If you get Error in loadNamespace(name) : there is no package called ‘svglite’ you will have to install the mentioned package first.

You can now open the svg file with e.g. your browser to preview it. Some image display software will also preview it. Notice, how you can zoom in without loosing clarity. However, the more points and shapes your plot has, the more you computer will have to work to preview it and the file gets bigger than a comparable pixel graphics like png.

I am showing you svgs specifically, because it takes time to master all the intricacies of ggplot, for example to create annotation. And I don’t want to leave the impression that everything has to be done with pure R. Sure, from a reproducibility standpoint, being able to replicate all your plots and even the complete research report via Rmarkdown at the press of a button is great and should be the ultimate goal. But no one ever started out as an expert. And connecting with tools you already know is an important step.

So, for example, we could open up the svg file with the vector editor inkscape, which is also open source software, to add a different title and annotate some points.

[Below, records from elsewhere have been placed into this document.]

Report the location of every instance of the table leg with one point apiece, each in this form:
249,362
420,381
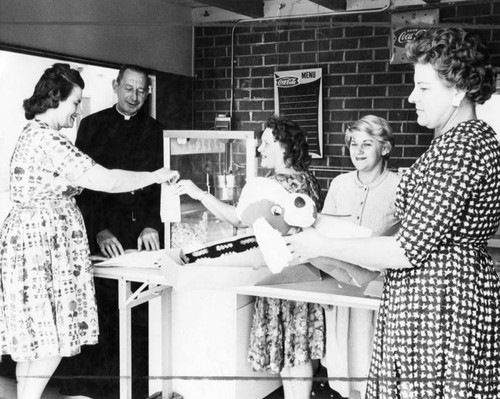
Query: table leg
125,311
166,321
160,344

But a word of Warning: When you do this, there is nothing from preventing you to also modify, move or scale the actual datapoints and other important parts that are vital to convey the correct information. So be extra careful when you do this.

Best Practices

Speaking of being careful. There is one rule I can give you to make your data analysis more secure:

Your raw data is sacred! Do not ever modify it or save over it.

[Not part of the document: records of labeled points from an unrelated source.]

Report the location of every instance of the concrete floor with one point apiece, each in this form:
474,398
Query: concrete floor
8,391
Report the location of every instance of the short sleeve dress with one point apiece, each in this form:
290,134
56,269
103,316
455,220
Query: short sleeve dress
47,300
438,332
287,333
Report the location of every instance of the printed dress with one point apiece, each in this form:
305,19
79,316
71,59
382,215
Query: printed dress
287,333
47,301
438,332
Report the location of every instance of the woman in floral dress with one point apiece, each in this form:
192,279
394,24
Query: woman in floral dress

This is even more important when, for example, using excel to preview a csv file. Under no circumstances should you hit the save button in excel when you are looking at the raw data. With approximately one-fifth of genomic research papers containing errors in the gene lists, because excel converted genes such as SEPT2 (Septin 2) into dates, you can see why (Ziemann, Eren, and El-Osta 2016). Biologists have since given up and renamed the genes that where commonly converted into dates… but the point still stands. This caution is of course also necessary when analyzing data with R, not just excel. When we read in the raw data and save a processed version, we create a new file, or even better, a new folder for it. A good convention for example would be do divide your data into a raw and derived folder.

Covariance, Correlation and Regression

Source: https://xkcd.com/552/

Last week, we talked about a measure of the spread of a random variable called the variance.

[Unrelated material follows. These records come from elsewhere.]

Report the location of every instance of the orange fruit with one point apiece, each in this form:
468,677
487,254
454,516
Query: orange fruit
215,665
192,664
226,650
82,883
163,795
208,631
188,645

\[var(X) = \frac{\sum_{i=0}^{n}{(x_i-\bar x)^2}}{(n-1)}\]

Today, we are extending this idea to 2 random variables. Because the normal distribution is so common, we are using two normally distributed variables. For the fun of it, they will have different means and standard deviations (remember: SD is the square-root of the variance).

N <- 50
df <- tibble(
  x = rnorm(N, 1, 0.8),
  y = rnorm(N, 3, 1.2)
)

m_x <- mean(df$x)
m_y <- mean(df$y)

ggplot(df, aes(x, y)) +
  geom_vline(xintercept = m_x, alpha = 0.8, color = "darkviolet") +
  geom_hline(yintercept = m_y, alpha = 0.8, color = "darkviolet") +
  geom_point() 

We also added lines for the means of the two random variables. Maybe I should have mentioned this more clearly earlier on, but the general convention in statistics is that random variables are uppercase and concrete values from the distribution have the same letter but lowercase.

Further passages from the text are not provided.